Tehran is hip. Really. For some, the city may conjure up images of stern-faced clerics and women enveloped in black chadors or demonstrators shaking their fists and yelling “Down with America” – or more recently “Down with the dictatorship”. For me, Tehran is filled with vibrant youthful energy.
Thanks to a population boom in the 1980s, two-thirds of Iran’s population is under the age of thirty and it’s impossible not to notice the youthfulness of the crowds on the street. No wonder, then, that Tehran has more than its share of hip haunts.
Let me take you on a quick tour of some favorite Tehran hangouts:
We’ll start with brunch at the Blue Duck (Ordak Abi), a restaurant in the multistory Tandis Center that towers above Tajrish Square. The fare here is best described as East Meets West, served buffet-style. You’ll find everything from Iranian aash (bean and herb stew), halim (wheat porridge) and adasi (lentils) to French toast, pancakes with date syrup and eggs made to order. At the cold buffet across the room, the choices include cereal, yogurt, fruit, European pastries and my favorite Persian breakfast: flat bread with creamy white cheese, sliced cucumbers, juicy tomatoes and walnuts. We’ll pile our plates high, make a quick stop at the juice bar, grab one of the window booths, with their red vinyl benches, and tell the white-aproned waiter to bring us coffee or tea.
After brunch we’ll head across the square to the Tajrish Bazaar, a smaller and more upscale version of the Grand Bazaar downtown. I always make a beeline for the vegetable market at the center of a big stone hall with vaulted ceiling. The prices here are much higher than at the meydoon where my mother-in-law shops, but I like to admire the artful way in which the vendors arrange their produce.
Next we’ll take a taxi down Vali Asr Avenue to Vanak Square with its classy – and expensive – boutiques. I could use a new manteau and add to my growing collection of brightly colored scarves. Just because Islamic law dictates that women cover their hair and bodies doesn’t mean we have to look drab and dowdy. Vanak is the place to go for Islamic chic. Manteaus are getting shorter, tighter and more stylish all the time. They come in a rainbow of colors as well as poncho-style, form-fitting, belted, striped and embroidered. You can pair them with a scarf from the shop next door, which offers them in every color, style and fabric, made locally or imported from India, Italy and Japan.
Shopping is exhausting work, so we head back uptown to the Super Star, a fast food joint that is like McDonald’s, Pizza Hut and Kentucky Fried Chicken all rolled up into one, complete with staff in blue and yellow uniforms and baseball caps.
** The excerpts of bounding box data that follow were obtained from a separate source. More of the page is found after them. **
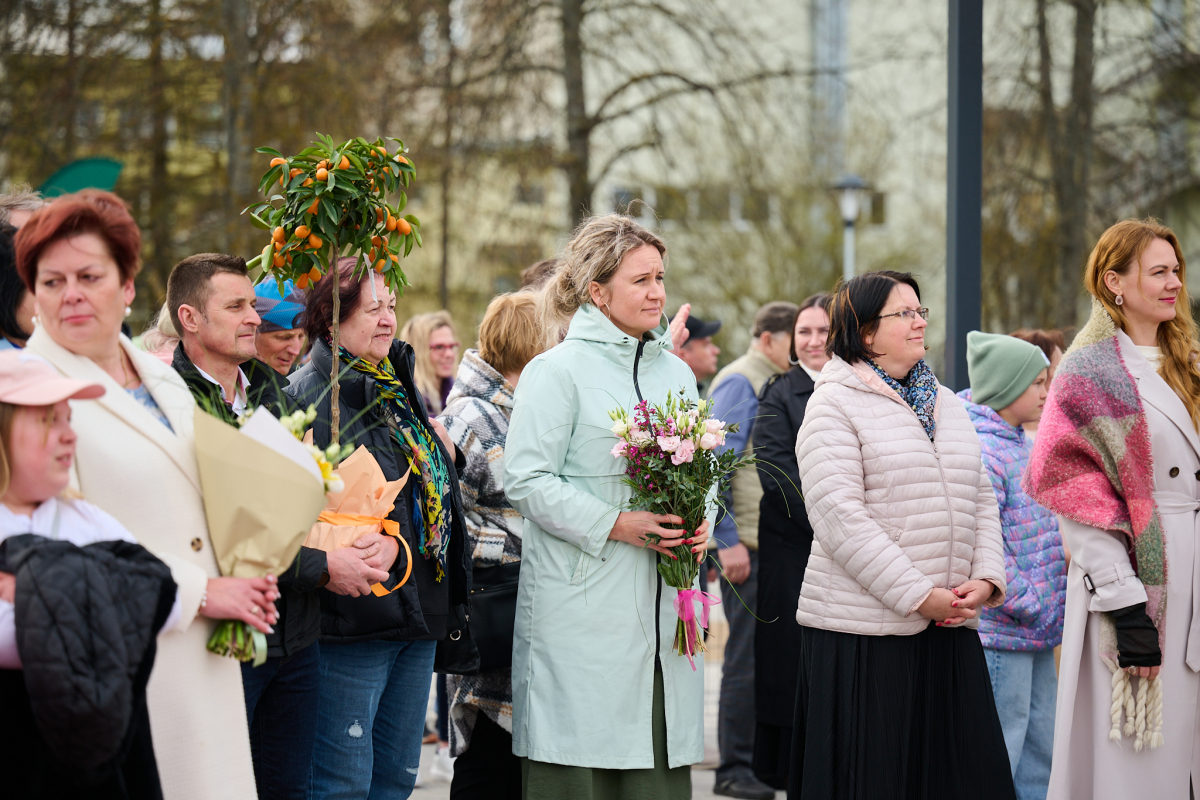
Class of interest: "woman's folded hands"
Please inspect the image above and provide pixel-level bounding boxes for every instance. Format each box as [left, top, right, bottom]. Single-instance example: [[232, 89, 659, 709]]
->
[[917, 581, 996, 625]]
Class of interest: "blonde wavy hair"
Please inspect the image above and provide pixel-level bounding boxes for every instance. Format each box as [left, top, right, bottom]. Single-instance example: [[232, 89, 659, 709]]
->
[[400, 309, 458, 416], [1084, 218, 1200, 431], [538, 213, 667, 350]]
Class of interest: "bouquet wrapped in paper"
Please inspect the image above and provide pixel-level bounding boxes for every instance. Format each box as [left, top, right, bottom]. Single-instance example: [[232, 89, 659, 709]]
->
[[608, 392, 755, 669], [304, 445, 413, 597], [194, 408, 326, 666]]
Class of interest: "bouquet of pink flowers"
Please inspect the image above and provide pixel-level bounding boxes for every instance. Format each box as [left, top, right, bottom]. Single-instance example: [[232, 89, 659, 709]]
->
[[608, 392, 755, 669]]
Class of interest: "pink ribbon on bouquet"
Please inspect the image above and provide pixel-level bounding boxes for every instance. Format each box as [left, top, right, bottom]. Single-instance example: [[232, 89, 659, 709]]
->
[[676, 589, 721, 672]]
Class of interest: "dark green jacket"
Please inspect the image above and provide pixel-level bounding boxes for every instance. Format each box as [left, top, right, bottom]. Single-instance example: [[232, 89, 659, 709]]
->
[[172, 342, 329, 658]]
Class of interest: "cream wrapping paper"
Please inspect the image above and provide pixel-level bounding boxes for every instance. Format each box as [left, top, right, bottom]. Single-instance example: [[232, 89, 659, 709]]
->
[[194, 408, 325, 578]]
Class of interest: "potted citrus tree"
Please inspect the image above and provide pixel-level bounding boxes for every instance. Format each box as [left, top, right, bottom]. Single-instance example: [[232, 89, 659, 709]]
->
[[245, 133, 421, 445]]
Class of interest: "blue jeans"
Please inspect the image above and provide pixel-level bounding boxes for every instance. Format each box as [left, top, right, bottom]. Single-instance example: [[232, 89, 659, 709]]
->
[[241, 642, 320, 800], [983, 648, 1058, 800], [310, 642, 436, 800]]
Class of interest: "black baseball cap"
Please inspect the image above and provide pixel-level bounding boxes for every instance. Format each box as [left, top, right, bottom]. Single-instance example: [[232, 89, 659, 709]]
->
[[686, 315, 721, 339]]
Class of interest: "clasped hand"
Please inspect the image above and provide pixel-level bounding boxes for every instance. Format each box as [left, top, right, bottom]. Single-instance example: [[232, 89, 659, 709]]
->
[[608, 511, 708, 564], [917, 581, 996, 625], [200, 575, 280, 633], [325, 534, 400, 597]]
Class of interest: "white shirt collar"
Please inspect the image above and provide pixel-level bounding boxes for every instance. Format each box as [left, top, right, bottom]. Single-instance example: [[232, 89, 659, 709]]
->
[[192, 362, 250, 416], [797, 361, 821, 383]]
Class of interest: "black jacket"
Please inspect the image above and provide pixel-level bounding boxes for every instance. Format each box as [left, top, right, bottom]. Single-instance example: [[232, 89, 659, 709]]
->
[[0, 534, 175, 798], [287, 339, 470, 643], [170, 342, 329, 658], [754, 367, 814, 727]]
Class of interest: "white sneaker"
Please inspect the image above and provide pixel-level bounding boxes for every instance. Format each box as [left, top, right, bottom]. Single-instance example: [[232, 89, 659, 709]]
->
[[430, 745, 455, 783]]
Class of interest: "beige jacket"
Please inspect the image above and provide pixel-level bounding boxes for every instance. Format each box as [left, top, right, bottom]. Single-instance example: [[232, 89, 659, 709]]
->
[[796, 356, 1006, 636], [29, 329, 257, 800], [1046, 332, 1200, 800]]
There is even a play area for kids featuring a yellow plastic slide.
Past the restaurant and up a short flight of stairs is a dimly lit coffee shop with the low key elegance of a jazz bar. Black armchairs cluster around wood-topped tables and abstract collages adorn the walls.
The machines lined up along the sleek bar promise a range of coffee types, from Turkish and cappuccino to espresso and an ordinary cup of Joe. There is no jazz playing here, just the buzz of low voices and the gentle click of the computer keys from the next table, where a guy is tapping away at his laptop, perhaps checking e-mail or updating his blog.